1

I have a problem with running an SQL script in pandas with WHERE in clause which is picking members of a list or tuple

    tuple=(1,2,3,4,5,6, 7) # there are 2228 members
    date=20200101

    sql=pd.read_sql_query("""SELECT *                             
                             FROM [MY_TABLE] with (nolock)
                             WHERE [cod] IN (?)
                             and bi_partition>=?""", conn, params=[tuple, date])

The error returned:

('42000', '[42000] [Microsoft][ODBC SQL Server Driver][SQL Server]The data types varchar and ntext are incompatible in the equal to operator. (402) (SQLExecDirectW); [42000] [Microsoft][ODBC SQL Server Driver][SQL Server]Statement(s) could not be prepared. (8180)')

When using params =[str(tuple), str(date)] the error is:

 ('42000', '[42000] [Microsoft][ODBC SQL Server Driver][SQL Server]The data types varchar and ntext are incompatible in the equal to operator. (402) (SQLExecDirectW); [42000] [Microsoft][ODBC SQL Server Driver][SQL Server]Statement(s) could not be prepared. (8180)') 
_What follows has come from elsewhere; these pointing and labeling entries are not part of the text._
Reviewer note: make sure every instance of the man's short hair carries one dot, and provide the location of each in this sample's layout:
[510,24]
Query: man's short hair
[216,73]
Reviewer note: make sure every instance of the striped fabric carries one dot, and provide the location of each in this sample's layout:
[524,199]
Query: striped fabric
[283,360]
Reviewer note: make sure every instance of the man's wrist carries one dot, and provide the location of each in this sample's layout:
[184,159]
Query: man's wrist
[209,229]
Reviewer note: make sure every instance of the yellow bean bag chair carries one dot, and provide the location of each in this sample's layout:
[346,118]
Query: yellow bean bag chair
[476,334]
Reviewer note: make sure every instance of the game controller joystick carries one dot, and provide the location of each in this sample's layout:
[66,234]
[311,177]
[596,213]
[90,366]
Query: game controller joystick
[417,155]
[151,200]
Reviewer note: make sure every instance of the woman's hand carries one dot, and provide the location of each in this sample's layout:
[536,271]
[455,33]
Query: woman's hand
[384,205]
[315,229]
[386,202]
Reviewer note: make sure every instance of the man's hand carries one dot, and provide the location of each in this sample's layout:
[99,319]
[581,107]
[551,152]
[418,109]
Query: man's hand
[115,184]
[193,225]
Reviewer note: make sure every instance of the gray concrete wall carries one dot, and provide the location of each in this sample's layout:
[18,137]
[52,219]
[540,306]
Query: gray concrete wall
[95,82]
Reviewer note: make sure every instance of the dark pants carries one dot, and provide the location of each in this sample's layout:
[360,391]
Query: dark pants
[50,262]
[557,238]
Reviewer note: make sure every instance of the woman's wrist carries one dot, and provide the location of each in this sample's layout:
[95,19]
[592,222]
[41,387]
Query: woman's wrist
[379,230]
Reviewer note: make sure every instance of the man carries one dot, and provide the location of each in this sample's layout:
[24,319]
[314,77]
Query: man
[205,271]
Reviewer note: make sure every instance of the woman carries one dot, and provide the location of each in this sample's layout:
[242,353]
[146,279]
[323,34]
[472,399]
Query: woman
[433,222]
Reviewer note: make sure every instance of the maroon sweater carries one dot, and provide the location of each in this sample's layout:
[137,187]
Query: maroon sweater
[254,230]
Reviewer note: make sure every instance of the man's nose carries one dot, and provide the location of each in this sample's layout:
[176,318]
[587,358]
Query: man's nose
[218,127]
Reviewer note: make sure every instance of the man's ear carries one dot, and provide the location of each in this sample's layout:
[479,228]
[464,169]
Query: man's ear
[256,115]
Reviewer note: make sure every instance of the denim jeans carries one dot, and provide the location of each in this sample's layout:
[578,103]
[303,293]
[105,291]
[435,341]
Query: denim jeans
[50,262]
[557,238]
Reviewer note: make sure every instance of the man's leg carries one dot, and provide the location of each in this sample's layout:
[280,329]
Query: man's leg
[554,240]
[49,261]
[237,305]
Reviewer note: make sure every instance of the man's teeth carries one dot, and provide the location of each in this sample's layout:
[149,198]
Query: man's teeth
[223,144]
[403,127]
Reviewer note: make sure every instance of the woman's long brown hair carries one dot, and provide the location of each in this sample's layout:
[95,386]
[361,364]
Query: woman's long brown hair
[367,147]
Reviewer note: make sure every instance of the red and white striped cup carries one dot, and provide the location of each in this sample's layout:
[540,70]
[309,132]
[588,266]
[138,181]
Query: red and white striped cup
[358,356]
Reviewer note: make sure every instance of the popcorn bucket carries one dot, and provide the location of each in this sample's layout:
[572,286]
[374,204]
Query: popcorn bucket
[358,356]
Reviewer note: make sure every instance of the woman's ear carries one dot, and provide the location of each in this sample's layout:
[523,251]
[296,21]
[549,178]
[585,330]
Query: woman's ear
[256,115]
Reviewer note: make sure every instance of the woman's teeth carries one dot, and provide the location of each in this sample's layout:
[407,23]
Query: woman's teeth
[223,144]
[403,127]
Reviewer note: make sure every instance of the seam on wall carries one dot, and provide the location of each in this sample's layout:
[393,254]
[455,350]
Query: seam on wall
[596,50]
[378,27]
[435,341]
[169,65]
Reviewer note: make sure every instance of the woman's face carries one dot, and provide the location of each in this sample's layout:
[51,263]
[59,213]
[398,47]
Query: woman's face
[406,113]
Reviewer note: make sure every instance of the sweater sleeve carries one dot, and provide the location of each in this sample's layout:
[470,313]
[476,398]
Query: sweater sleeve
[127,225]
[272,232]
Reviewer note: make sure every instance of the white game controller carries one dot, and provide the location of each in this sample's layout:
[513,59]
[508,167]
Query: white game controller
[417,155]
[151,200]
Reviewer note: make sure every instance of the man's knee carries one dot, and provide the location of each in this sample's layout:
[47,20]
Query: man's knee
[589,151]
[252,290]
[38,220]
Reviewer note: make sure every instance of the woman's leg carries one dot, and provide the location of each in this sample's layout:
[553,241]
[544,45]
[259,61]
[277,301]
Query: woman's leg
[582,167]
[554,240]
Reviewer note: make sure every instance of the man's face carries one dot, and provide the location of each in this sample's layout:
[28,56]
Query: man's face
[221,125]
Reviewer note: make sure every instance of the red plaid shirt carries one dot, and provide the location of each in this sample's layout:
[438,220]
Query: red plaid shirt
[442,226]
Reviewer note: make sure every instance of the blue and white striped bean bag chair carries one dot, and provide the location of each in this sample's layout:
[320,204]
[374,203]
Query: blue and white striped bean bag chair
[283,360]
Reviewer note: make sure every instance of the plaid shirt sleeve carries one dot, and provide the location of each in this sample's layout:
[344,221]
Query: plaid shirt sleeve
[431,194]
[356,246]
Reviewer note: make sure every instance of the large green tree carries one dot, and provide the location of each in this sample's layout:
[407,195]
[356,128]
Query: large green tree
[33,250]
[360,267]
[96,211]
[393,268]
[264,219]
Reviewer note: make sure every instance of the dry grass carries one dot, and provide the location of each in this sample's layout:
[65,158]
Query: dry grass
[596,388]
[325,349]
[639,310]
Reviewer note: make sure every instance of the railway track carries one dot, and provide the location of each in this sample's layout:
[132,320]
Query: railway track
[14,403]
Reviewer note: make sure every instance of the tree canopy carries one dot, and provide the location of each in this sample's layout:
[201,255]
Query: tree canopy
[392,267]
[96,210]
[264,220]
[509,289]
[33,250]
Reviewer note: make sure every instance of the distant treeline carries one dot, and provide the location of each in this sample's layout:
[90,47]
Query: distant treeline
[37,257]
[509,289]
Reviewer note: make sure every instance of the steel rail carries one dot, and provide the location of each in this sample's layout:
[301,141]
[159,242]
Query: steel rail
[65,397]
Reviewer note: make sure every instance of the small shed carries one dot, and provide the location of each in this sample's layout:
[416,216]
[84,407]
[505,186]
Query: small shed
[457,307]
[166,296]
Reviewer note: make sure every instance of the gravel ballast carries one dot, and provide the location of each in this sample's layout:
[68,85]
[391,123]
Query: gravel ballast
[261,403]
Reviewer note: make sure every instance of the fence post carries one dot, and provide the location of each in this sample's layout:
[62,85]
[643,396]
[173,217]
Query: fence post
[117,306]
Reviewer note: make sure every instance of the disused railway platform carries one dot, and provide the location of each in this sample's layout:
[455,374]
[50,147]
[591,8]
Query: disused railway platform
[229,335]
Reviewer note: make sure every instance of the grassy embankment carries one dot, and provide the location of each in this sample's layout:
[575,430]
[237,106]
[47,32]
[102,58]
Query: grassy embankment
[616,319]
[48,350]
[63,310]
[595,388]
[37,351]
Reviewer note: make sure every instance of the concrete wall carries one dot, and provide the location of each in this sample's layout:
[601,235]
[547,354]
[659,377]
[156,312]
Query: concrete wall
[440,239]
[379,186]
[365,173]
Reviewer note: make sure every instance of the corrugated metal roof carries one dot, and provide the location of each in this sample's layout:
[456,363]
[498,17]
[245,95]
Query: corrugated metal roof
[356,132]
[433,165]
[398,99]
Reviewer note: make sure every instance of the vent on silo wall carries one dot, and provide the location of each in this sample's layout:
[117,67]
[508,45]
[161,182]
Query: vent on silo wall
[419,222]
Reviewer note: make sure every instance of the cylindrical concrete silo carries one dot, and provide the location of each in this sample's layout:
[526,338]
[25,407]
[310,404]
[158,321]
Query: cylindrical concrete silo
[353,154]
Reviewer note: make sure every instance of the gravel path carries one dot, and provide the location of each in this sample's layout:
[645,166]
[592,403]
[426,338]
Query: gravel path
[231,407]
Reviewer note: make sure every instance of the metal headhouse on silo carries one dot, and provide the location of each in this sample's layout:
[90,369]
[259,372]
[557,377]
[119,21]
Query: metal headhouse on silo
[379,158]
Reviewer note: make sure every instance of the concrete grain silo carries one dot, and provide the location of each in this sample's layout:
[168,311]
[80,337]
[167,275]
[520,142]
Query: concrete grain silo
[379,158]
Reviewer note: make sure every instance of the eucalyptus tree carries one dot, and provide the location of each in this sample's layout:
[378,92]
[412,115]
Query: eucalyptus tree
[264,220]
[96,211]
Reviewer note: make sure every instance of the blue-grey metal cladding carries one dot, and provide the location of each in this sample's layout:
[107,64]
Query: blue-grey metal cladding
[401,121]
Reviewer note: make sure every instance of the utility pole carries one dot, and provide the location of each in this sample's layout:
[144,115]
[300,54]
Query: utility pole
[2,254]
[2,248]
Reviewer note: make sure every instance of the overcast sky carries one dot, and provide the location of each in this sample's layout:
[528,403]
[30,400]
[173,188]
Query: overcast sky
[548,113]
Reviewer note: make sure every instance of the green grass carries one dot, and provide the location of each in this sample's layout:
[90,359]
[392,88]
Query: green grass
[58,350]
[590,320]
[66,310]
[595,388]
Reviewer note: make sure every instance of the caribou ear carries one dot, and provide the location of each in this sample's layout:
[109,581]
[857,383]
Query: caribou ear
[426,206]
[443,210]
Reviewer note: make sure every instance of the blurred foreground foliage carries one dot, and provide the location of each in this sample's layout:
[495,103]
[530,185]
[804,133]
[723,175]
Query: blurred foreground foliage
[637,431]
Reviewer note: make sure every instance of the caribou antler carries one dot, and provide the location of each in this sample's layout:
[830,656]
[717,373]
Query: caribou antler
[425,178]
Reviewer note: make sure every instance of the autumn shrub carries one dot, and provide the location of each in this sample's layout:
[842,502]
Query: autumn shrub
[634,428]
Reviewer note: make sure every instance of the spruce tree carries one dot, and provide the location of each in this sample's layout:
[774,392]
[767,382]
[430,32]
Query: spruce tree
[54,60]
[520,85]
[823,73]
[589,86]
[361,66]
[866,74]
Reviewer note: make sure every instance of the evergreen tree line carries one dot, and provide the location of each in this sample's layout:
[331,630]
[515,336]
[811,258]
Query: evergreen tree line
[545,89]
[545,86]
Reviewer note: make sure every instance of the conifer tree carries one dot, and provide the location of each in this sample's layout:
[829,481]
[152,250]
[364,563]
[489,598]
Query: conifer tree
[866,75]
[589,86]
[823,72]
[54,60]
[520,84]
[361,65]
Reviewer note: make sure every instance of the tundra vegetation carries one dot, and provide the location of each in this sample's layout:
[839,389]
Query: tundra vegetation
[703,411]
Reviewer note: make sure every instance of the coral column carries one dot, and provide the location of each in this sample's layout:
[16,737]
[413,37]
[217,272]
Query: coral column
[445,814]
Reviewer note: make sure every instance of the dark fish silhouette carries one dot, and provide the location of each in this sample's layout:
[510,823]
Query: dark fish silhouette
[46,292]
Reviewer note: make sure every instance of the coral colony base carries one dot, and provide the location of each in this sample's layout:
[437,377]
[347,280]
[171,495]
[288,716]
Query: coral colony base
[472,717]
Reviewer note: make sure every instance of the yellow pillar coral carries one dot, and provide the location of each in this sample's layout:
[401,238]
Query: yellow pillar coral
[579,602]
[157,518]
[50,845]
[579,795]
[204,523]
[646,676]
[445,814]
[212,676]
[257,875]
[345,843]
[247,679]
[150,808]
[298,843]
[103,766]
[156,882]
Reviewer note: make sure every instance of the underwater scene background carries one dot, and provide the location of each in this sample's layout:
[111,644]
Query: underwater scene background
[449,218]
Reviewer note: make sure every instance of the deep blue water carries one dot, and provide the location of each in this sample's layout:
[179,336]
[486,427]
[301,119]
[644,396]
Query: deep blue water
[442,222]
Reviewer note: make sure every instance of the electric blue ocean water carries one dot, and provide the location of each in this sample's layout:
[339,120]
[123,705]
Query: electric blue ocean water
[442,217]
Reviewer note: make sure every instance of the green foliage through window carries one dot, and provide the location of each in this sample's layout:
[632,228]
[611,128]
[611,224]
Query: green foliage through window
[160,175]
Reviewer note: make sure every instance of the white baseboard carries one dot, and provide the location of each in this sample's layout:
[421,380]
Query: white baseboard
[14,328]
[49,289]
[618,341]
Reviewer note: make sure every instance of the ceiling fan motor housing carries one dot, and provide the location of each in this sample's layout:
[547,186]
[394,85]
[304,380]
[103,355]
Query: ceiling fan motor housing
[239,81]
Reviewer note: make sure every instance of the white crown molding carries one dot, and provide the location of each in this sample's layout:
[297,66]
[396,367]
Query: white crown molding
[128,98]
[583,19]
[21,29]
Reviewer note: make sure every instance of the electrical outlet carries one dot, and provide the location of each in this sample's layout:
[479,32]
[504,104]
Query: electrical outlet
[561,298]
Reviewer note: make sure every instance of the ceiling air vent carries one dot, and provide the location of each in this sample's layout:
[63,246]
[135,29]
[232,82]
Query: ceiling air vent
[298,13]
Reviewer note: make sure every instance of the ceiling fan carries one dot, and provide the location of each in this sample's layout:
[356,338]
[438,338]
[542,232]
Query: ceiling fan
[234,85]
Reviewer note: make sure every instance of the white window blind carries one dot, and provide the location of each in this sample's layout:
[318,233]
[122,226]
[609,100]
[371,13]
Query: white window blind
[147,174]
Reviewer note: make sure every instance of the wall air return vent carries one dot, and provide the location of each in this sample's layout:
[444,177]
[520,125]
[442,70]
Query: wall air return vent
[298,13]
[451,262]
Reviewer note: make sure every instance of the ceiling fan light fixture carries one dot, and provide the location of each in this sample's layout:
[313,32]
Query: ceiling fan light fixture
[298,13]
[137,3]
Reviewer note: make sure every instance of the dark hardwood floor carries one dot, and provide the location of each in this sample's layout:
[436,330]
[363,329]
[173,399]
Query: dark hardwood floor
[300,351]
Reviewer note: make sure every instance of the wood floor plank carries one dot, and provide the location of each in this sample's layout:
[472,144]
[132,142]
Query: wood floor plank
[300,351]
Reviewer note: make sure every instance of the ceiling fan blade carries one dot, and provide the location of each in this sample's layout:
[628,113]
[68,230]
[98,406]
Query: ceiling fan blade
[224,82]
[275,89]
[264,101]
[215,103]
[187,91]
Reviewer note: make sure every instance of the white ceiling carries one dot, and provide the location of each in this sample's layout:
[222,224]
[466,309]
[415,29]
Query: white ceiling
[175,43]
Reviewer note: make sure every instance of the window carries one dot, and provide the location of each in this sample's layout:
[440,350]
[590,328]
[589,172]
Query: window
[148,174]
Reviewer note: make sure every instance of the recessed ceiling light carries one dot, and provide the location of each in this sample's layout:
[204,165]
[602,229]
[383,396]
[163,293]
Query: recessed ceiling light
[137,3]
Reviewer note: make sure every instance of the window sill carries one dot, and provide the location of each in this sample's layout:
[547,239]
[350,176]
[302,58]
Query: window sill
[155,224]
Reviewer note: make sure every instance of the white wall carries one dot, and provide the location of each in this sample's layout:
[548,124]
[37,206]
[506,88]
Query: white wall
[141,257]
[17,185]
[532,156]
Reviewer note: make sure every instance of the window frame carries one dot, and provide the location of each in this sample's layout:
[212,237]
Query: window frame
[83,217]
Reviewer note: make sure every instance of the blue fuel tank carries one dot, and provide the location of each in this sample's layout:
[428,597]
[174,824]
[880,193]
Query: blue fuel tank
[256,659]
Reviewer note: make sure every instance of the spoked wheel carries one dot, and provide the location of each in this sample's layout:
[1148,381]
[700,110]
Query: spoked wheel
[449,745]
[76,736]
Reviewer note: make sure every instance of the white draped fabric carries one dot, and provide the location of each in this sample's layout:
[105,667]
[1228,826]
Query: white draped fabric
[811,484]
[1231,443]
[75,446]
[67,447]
I have tried to fix it with different solutions I found on StackOverflow but it doesn't work.

Anybody can help?

Thank you

Vero
  • 479
  • 5
  • 11
  • 1
    can you try with `params=[str(tuple), str(date)]`? – PApostol Sep 09 '20 at 19:00
  • @Aviv Yaniv, I have tried but different error returned: ('42000', '[42000] [Microsoft][ODBC SQL Server Driver][SQL Server]The data types varchar and ntext are incompatible in the equal to operator. (402) (SQLExecDirectW); [42000] [Microsoft][ODBC SQL Server Driver][SQL Server]Statement(s) could not be prepared. (8180)') – Vero Sep 09 '20 at 19:04
  • 1
    @Vero set the error you commented on. You can edit your post too :) – Aviv Yaniv Sep 09 '20 at 19:10
  • `where [cod] in ?` instead of `(?)` would perhaps fix it. – null Sep 09 '20 at 19:13
  • unfortunately, no . It gives the same error – Vero Sep 09 '20 at 19:15
  • Is `bi_partition` ntext? You can try including the parameters directly in the string and checking if the error still occurs. – Mike67 Sep 09 '20 at 20:24
  • You should avoid using thousands of values with [`IN` clause](https://stackoverflow.com/q/21178390/1422451) as performance deteriorates. How did you retrieve 2,228 members? From a different query? – Parfait Sep 09 '20 at 20:31
  • @Parfait yes, but I importem them to pandas as a list – Vero Sep 10 '20 at 11:24

1 Answers1

1

Consider avoiding the use of thousands of separate values in IN clause from a Python tuple. Since values derived from a different query, use a subquery from source of values with IN.

date = "2020-01-01"

sql = """SELECT Col1, Col2, Col3, ...
         FROM [MY_TABLE]
         WHERE bi_partition >= ?
           AND [cod] IN 
               (SELECT [cod] FROM myOtherTable)"""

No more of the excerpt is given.